No mention of audio format/sampling rate, will assume:
- CD-quality (CM, 16-bit, 44100 Hz)
- 30 seconds excerpts
- files are named as "001.wav" to "999.wav"
No mention of frame size or hop size, will this be the same as 2004 competition (Frame size 2048, hop size 256)? Is this optimal? Would some participants prefer to use different sizes. Could the proposed evaluation metrics be modified to use absolute time indexes and a tolerance and therefore be independent of framing?
In the proposed evaluation metrics there is no mention of whether option 1 and option two will be averages as they were last year, or how option 3 will be combined with these. Statistical significance of differences between submissions should be estimated.

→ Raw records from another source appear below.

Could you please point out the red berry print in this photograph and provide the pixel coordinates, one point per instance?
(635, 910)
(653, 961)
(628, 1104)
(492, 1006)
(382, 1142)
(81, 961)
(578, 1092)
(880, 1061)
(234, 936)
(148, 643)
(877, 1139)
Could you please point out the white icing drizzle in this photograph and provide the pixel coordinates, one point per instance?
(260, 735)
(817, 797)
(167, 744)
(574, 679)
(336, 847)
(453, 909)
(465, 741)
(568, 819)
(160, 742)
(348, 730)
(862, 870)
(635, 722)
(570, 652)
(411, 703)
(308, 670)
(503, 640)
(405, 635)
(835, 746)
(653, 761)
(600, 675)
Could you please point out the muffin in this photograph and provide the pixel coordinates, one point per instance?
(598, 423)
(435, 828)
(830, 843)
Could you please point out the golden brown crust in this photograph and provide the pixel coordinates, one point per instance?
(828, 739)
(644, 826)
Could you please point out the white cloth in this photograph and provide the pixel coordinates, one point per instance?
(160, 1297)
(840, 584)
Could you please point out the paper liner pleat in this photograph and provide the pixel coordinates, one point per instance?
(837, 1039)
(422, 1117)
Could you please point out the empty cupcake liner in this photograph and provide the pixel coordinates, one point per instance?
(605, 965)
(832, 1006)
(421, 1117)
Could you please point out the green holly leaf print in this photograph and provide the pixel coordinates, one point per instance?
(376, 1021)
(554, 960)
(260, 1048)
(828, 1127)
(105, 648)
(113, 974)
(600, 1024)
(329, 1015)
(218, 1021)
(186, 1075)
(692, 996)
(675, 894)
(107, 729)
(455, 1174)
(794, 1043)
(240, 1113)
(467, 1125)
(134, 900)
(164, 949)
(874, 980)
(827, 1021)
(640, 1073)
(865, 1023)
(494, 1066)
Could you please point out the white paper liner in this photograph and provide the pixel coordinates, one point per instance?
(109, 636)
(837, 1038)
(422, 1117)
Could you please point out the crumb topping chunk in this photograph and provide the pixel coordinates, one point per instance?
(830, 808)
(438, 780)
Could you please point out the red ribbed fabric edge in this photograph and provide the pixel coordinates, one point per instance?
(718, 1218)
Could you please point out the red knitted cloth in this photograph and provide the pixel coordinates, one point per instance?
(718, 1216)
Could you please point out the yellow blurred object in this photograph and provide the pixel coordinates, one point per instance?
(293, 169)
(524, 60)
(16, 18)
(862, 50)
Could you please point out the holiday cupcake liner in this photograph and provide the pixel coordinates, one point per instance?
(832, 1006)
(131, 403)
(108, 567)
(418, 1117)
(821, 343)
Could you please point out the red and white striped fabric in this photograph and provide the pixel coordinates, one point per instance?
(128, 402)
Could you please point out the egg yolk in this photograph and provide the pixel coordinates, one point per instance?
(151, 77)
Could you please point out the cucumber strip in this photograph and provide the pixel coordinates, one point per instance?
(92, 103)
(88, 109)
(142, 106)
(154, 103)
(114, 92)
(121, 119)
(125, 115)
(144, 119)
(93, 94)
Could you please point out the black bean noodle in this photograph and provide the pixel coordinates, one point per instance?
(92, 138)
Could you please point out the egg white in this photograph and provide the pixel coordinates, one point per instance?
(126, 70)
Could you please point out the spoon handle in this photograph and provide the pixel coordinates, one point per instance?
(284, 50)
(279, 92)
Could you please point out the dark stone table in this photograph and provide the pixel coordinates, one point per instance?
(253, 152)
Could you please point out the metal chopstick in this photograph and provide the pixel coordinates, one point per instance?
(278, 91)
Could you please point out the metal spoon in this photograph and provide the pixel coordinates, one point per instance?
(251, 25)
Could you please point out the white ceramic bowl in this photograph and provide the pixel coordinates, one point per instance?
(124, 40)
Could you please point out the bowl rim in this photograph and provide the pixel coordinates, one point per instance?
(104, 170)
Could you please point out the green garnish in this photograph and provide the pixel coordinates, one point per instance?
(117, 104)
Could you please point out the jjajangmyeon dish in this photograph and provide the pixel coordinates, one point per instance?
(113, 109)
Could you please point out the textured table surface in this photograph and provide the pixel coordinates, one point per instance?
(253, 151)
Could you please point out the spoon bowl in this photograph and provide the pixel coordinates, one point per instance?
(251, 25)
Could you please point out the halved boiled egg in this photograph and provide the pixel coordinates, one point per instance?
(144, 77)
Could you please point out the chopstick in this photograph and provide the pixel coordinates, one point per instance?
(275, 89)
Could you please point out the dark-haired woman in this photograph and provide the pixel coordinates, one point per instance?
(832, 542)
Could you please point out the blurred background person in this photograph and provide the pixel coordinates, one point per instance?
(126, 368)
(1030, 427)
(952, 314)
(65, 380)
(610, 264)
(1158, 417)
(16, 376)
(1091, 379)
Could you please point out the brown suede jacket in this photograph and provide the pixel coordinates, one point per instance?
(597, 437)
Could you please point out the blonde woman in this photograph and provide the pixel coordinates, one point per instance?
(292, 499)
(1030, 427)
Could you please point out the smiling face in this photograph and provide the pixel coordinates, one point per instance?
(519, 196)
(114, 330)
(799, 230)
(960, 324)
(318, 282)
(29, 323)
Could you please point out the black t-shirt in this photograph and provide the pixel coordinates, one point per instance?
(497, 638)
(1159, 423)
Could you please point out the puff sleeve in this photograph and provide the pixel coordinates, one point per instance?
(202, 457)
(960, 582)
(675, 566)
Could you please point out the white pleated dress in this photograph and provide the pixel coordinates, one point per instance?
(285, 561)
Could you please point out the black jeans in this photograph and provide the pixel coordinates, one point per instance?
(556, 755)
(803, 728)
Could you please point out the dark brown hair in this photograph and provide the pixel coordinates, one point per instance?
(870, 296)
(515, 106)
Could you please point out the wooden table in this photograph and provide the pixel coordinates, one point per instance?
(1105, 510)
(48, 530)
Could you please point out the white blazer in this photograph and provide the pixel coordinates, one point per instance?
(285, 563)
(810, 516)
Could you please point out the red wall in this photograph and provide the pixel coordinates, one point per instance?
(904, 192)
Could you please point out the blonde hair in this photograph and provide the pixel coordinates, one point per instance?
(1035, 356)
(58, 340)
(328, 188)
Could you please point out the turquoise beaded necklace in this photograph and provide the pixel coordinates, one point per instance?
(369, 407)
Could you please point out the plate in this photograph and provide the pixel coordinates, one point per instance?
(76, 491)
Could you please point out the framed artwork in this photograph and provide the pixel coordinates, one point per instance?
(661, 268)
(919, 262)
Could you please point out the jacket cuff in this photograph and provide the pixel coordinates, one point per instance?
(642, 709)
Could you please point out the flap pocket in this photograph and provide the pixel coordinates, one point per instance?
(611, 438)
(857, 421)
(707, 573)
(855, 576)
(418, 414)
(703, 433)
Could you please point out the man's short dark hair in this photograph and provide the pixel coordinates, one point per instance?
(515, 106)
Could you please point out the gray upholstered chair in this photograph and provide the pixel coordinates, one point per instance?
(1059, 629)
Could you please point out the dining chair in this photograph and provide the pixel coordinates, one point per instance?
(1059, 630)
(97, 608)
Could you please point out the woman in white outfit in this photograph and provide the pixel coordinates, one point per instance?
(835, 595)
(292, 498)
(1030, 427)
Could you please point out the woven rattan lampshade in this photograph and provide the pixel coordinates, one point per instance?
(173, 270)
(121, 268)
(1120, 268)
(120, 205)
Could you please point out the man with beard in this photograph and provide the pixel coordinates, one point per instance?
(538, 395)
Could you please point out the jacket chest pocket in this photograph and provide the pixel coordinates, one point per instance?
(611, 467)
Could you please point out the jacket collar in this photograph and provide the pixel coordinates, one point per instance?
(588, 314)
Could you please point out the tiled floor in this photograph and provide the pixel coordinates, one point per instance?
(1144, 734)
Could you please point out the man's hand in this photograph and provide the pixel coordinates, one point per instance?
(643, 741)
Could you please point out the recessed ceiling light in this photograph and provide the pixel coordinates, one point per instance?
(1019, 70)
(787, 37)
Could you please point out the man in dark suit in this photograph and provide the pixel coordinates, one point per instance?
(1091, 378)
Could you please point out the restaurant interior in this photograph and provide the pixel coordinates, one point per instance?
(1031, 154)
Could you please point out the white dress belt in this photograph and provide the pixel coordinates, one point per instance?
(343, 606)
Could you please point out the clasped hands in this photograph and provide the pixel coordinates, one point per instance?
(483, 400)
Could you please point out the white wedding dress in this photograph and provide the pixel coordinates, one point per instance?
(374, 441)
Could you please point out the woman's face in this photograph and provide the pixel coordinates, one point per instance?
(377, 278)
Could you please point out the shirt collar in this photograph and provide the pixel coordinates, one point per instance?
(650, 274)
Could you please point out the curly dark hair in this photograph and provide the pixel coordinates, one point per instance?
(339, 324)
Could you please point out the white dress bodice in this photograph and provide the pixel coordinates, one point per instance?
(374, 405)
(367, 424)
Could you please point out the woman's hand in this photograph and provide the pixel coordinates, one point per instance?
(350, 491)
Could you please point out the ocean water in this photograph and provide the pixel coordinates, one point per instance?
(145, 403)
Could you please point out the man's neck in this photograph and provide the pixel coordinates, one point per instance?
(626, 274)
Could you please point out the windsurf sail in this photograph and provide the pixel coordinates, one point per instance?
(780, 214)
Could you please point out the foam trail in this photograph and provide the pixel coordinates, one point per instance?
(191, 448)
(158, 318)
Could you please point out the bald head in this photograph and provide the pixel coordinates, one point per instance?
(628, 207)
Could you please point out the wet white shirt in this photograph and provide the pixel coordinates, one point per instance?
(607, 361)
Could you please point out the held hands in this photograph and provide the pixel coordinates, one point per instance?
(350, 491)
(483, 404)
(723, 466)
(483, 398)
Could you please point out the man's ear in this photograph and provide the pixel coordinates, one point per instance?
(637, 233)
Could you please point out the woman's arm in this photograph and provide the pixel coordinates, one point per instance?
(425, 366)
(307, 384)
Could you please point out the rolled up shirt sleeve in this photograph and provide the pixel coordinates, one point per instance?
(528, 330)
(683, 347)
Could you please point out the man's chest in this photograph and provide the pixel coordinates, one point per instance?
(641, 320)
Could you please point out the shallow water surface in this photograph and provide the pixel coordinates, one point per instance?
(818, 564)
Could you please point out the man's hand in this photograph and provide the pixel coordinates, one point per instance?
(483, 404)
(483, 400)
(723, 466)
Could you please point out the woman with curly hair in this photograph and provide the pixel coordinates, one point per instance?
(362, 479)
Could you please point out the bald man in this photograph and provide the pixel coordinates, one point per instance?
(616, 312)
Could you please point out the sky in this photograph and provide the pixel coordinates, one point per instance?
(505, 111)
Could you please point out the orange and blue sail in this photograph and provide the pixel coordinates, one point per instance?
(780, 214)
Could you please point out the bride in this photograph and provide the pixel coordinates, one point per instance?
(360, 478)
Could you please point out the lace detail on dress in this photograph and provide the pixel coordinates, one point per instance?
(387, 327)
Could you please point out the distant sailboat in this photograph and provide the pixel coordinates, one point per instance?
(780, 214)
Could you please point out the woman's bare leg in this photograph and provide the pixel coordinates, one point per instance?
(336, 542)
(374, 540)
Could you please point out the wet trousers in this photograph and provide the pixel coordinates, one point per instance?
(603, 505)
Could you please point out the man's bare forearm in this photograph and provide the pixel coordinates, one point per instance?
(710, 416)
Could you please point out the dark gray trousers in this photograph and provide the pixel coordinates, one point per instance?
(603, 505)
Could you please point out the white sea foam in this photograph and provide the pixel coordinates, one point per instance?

Re-use and augmentation of last year's database is fine, however there is no mention of where new data will come from. Obviously the Magnatune database would be a good source, as this can also be distributed, however it may be best to distribute last years database and hold back new examples. How big should new database be? 50 files? I assume there are likely to be no trained submissions, or they will be pre-trained therefore a single pass over the data should be fine. There is also no mention of how many non-participating transcribers will produce the ground-truth and how differences in transcriptions will be resolved. Given IP status of Magnatune database, distribution to transcribers should not be a problem.
Given the high number of potential participants, I think we can be confident of sufficient participation to run the evaluation.
Recommendation: Significant refinements to proposal and accept.